Aug 8, 2014
The beginning of the new semester is quickly approaching while renovations on Old Main are wrapping up. If you stop by the new home of the Office of the President you will notice some Special Collections photographs of the early history of the UA along Old Main’s walls. Old Main, the oldest building on campus, is the symbol of the University. In 1885 Tucson was given $25,000 by the Arizona Legislative Assembly to build a university which was a disappointment to Tucson residents but after persuading land owners to donate 40 acres, construction began in 1887 and the first classes were held in 1891. Old Main housed everything from classrooms and administrative and faculty offices to sleeping rooms for students. When classes began the University did not officially have a library or librarian but that would soon change.

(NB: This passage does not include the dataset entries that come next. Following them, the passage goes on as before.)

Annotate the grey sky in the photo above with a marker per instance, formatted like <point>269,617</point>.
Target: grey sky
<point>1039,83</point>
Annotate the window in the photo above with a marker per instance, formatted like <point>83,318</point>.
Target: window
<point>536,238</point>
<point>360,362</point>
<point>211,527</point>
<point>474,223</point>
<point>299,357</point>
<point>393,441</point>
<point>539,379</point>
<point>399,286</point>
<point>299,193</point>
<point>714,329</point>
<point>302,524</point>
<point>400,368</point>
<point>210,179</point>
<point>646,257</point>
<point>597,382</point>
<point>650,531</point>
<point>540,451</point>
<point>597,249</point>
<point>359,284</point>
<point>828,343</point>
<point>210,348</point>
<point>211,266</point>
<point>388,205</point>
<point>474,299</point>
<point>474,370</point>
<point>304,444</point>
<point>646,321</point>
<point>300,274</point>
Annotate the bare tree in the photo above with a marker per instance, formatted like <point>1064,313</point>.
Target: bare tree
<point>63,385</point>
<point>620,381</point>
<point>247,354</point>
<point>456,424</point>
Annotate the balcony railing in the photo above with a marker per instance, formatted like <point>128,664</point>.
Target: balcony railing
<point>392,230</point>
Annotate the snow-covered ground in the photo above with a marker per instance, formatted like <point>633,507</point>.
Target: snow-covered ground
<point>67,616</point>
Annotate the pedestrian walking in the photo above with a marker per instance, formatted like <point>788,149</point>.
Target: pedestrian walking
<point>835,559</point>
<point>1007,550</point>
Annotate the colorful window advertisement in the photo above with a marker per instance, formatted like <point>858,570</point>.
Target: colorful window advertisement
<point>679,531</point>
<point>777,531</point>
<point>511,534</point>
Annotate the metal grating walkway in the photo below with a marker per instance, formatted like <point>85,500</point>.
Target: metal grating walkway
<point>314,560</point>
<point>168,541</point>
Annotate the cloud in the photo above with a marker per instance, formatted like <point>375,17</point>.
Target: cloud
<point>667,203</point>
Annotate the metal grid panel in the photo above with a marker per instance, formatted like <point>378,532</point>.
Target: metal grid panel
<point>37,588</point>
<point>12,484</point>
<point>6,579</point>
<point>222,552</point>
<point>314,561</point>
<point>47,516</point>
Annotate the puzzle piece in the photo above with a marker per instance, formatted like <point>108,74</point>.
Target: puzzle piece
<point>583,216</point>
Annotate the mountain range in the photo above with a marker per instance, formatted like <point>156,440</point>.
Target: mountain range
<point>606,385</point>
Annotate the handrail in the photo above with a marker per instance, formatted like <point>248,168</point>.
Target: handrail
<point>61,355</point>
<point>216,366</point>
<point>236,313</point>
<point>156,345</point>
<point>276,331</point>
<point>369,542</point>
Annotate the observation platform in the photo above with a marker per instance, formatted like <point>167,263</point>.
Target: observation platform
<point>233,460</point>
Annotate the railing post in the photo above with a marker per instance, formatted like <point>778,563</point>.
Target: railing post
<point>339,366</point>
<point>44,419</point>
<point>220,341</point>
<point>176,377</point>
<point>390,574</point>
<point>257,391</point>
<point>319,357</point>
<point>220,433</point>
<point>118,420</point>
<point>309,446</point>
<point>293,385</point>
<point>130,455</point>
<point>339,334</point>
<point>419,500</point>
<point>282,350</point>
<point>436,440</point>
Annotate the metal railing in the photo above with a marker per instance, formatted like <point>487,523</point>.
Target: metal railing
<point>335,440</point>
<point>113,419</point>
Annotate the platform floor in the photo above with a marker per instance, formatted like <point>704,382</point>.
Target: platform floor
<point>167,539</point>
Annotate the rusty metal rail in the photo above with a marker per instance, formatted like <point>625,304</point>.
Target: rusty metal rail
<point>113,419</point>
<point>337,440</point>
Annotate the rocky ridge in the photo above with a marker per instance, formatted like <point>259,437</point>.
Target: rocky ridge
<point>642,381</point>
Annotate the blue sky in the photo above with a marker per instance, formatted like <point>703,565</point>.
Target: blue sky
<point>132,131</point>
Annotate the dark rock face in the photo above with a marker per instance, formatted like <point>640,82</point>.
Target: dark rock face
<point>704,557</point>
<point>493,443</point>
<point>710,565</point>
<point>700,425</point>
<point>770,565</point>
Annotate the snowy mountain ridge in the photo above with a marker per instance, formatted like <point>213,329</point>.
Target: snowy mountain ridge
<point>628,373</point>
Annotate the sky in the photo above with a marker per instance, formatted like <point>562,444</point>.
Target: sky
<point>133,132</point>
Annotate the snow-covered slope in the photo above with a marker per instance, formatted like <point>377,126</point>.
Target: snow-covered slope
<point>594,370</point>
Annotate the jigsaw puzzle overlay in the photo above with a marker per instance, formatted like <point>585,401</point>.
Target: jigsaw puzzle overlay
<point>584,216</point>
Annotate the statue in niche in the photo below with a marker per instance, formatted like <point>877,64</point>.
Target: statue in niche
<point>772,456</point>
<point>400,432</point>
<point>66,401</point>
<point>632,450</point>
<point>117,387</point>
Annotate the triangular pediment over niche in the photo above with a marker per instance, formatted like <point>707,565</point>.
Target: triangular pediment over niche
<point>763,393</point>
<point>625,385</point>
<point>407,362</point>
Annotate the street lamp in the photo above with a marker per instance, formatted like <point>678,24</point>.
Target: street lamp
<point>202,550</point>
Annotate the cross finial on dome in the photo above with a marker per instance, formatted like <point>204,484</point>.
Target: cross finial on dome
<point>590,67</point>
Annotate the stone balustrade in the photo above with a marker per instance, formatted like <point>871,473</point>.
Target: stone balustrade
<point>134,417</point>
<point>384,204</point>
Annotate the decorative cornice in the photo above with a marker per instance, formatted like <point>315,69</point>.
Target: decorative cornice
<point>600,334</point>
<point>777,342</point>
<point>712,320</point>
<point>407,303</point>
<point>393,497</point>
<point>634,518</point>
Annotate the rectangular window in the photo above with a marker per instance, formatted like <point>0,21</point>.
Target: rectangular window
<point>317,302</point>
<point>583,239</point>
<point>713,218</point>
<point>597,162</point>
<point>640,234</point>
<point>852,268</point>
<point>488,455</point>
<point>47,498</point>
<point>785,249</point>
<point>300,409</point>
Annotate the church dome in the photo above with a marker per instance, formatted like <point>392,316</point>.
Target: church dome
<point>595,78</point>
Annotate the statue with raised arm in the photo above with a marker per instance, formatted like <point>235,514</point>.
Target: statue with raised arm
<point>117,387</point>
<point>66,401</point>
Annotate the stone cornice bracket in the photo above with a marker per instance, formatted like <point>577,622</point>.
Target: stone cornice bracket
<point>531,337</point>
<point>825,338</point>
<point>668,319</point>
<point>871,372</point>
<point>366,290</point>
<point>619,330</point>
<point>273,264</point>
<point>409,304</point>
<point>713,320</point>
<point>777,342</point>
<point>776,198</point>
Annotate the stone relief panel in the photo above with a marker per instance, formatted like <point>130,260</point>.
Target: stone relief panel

Who was UA’s first librarian? English professor Howard Judson Hall was one of the six original faculty members in 1891 when classes began. Professor Hall’s duties soon expanded from teaching English courses to include caring for the collection of books in the Dean of Agriculture Frank Gulley’s office. In 1896, due to the expansion of the library collection, it was moved to a separate room where Professor Hall was responsible of acquiring, cataloging and supervising use of the library books. By 1900 the library was crowded and Professor Hall advocated building a separate building for a library and museum which occurred in 1905. Howard Hall did not get to see the transfer of the library though, having taken a position as an English professor at Stanford University where he remained for the rest of his career. Professor Hall began a long line of librarians at the UA that spanned several library buildings across campus including Old Main, the Library and Museum building, the current Arizona State Museum and finally the four current campus library buildings. You can find a collection of Howard Judd Hall’s papers, AZ 034 along with other collections on the early history of the UA in Special Collections. Another helpful resource is A Photographic History of the University of Arizona, 1885-1985 by Phyllis Ball which relates a detailed account of the founding of the University and it growth and development through the 1980’s with most of the photos coming from Special Collections.